With the story out today that the late Paul Newman was supposed to have had an affair with a female journalist during the making of Butch Cassidy and the Sundance Kid, I’m reminded of stories I heard years ago from some big time gossips from the Hollywood gay community that Newman would have done anything but. Here’s something to chew on:
From www.associatedcontent.com- Paul Newman and Gore Vidal shared the Three-Faced Eve, Joanne Woodward, in the late 1950s, living as a happy threesome for a while. Paul and Gore remained close throughout the ’60s, until Gore’s live-in “husband” got him to vamoose for Italy and away from the sultry arms of the box-office star.
Paul took Robert Wagner as a lover sometime in the early 1960s, after Wagner was dumped by his wife Natalie Wood. In turn, Newman dumped “Babs” (Wagner’s nickname given to him by the denizens of the New York transvestite demimonde he loved to flock with) in the late ’60s, after New Blue Eyes became the top box office star in America (1968-70, ranking #1 twice). His disdain for Babs’ TV career bled over into Newman’s relations with rival (on the queen scene) James Garner….
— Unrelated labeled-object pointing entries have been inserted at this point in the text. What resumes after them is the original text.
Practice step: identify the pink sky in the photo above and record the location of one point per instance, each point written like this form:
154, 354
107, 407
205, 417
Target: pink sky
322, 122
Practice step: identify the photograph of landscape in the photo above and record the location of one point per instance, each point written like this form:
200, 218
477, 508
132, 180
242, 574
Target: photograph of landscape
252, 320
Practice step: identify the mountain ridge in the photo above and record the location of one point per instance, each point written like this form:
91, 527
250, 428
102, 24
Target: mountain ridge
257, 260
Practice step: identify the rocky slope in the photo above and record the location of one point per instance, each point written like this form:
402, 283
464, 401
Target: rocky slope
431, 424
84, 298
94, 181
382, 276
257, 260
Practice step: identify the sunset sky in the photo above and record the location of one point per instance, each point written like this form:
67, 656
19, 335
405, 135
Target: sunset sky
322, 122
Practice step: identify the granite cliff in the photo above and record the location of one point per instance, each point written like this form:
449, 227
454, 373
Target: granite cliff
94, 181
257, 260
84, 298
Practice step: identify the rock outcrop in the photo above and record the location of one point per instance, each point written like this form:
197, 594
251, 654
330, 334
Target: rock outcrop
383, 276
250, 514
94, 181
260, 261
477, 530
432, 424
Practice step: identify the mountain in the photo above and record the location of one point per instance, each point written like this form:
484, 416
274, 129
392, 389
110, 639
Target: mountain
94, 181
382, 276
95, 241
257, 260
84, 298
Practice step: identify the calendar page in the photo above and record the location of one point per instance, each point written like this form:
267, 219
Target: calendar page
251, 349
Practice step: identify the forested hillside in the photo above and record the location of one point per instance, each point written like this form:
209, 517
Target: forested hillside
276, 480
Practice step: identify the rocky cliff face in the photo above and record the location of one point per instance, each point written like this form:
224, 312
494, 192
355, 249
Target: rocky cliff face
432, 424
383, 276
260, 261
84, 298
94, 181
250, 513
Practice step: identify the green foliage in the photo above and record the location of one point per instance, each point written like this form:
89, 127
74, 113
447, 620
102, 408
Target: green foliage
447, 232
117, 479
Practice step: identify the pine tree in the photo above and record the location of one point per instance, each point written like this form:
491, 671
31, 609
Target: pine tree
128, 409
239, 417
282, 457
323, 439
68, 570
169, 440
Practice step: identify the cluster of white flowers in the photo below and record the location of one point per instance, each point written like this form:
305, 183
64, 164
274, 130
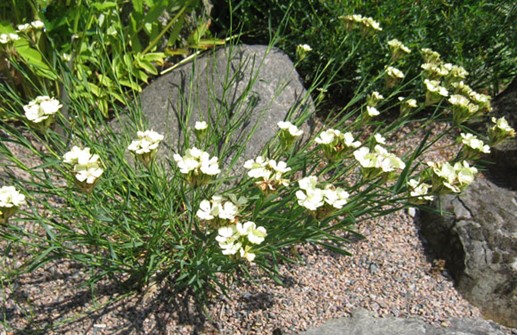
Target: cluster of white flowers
374, 98
366, 24
7, 38
198, 162
302, 50
449, 178
434, 70
312, 197
378, 161
26, 27
41, 108
10, 197
419, 191
197, 165
395, 73
394, 76
397, 48
10, 201
406, 105
473, 146
500, 130
147, 142
219, 209
430, 56
435, 92
239, 238
86, 166
335, 143
290, 129
269, 173
372, 111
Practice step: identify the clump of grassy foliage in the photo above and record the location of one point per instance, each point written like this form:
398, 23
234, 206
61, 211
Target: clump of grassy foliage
184, 220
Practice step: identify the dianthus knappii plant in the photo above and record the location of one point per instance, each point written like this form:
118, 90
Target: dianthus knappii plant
132, 211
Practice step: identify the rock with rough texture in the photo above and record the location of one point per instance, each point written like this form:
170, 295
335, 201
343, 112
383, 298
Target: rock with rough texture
477, 237
363, 323
504, 155
254, 84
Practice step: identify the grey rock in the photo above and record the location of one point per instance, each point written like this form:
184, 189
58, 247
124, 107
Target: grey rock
255, 84
476, 234
363, 323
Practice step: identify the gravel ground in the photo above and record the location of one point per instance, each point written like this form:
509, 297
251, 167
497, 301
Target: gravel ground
389, 274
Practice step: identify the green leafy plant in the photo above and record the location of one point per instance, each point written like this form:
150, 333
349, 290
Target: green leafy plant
137, 43
478, 36
106, 196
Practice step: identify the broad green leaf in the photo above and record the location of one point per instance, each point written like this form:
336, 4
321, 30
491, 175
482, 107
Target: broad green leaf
155, 57
132, 85
138, 6
34, 59
104, 5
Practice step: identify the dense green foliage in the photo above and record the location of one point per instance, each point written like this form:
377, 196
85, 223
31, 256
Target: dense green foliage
479, 35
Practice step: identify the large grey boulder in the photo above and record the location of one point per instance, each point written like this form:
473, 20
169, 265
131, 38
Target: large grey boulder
249, 88
476, 234
363, 323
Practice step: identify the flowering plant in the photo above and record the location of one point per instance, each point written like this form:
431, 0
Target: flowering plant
207, 212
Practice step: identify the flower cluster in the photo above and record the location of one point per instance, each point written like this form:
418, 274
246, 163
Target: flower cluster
447, 178
7, 38
268, 172
374, 98
320, 201
10, 202
435, 92
200, 128
407, 105
288, 133
219, 209
302, 50
85, 166
394, 75
462, 108
42, 108
419, 191
378, 162
440, 78
367, 25
336, 144
146, 147
398, 49
472, 146
238, 239
197, 165
500, 131
26, 27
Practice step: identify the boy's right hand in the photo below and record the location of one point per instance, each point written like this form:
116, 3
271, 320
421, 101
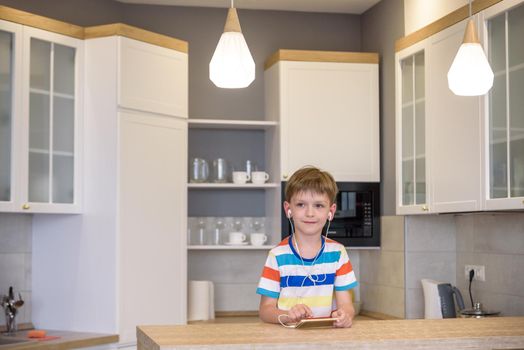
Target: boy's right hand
299, 312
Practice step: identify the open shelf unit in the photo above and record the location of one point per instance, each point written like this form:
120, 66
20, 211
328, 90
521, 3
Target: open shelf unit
236, 141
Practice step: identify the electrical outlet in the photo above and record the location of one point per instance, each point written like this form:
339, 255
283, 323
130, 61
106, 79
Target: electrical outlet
480, 274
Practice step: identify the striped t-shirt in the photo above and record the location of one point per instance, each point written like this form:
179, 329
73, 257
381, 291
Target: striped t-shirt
307, 281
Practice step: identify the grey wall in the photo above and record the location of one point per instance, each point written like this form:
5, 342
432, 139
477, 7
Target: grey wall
382, 25
265, 32
15, 261
383, 279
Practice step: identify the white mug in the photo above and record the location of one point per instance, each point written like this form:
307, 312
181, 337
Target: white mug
240, 177
258, 238
259, 177
236, 237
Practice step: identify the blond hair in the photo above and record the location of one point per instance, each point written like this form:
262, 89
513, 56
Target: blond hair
310, 178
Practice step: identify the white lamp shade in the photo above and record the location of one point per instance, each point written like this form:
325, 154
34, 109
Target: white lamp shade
470, 73
232, 65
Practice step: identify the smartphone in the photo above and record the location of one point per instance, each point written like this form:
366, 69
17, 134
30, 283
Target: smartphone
316, 322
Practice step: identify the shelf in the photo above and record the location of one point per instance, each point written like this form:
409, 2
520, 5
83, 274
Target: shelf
229, 247
55, 153
512, 69
231, 124
230, 185
410, 159
55, 94
411, 103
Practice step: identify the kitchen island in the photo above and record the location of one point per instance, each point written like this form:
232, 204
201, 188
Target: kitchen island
459, 333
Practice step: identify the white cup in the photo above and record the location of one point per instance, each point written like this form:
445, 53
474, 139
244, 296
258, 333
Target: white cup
236, 237
259, 177
258, 238
240, 177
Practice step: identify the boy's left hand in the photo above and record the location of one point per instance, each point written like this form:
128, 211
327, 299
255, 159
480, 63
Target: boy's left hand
344, 319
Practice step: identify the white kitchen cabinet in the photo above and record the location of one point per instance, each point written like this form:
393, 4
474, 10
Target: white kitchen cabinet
454, 131
43, 101
328, 113
412, 164
152, 79
439, 135
504, 112
127, 253
10, 119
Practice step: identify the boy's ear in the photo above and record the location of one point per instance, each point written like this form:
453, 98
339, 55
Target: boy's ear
287, 210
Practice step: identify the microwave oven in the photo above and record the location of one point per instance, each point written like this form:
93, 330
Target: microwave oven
357, 219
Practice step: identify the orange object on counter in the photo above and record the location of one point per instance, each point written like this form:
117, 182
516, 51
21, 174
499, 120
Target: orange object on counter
35, 333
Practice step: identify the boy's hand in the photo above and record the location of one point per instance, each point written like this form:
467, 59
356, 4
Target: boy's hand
299, 312
344, 319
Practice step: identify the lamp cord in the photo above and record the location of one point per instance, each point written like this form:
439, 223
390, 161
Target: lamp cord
471, 275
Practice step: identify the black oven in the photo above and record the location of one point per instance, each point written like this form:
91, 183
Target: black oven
357, 219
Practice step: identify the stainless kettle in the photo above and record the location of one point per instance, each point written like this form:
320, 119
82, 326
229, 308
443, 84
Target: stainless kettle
439, 299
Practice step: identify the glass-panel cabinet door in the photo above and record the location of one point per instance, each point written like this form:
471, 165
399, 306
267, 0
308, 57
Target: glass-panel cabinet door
506, 105
51, 159
6, 115
413, 134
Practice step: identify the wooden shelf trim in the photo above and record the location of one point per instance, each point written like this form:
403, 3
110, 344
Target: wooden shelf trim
443, 23
72, 30
41, 22
321, 56
131, 32
230, 124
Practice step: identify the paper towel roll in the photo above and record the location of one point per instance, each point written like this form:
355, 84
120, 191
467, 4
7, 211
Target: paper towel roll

….Steve McQueen dropped out of The Sundance Kid & Butch Cassidy over the rumors about his own sexuality. (The Sundance Kid & Butch Cassidy was the original working title of the 1969 megahit. Newman — who owned the property — originally was slated to play Sundance, but after McQueen dropped out and Marlon Brando refused the role, he took the role of Butch.
The name “Butch” has hyper-masculine connotations, so Newman might have switched roles as a joke, as the movie was written as a straight Western. Without warning, Newman changed it into a comedy, through his performance on the first say of shooting, according to director George Roy Hill. ) McQueen was afraid of being associated with the closet queen Newman, even if he was allowed to play “Butch,” as he had supported himself as a call-boy in his early days as an actor in New York and Hollywood, where he was warily jealous of the openly bisexual James Dean, just as later, in 1960s Hollywood, he would be jealous of Newman. (McQueen was the son of a 16-year old prostitute, so whoring came natural to him.) As his first wife said in her autobiography, McQueen admitted he was leaving her to prove his manhood to those in Hollywood who thought he was a sissy, by taking other, younger women…
…Robert Redford (a.k.a. “Butch” to the Newman crowd, a kind of in-joke) never made a sequel to his two blockbusters with Newman (Butch Cassidy and the Sundance Kid and The Sting, both among the most popular movies ever made) not necessarily out of disgust with his on-screen pal’s sexual shenanigans (which were winding down at that point anyways), but to protect his standing as primo box office star (#1 three times in mid-1970s).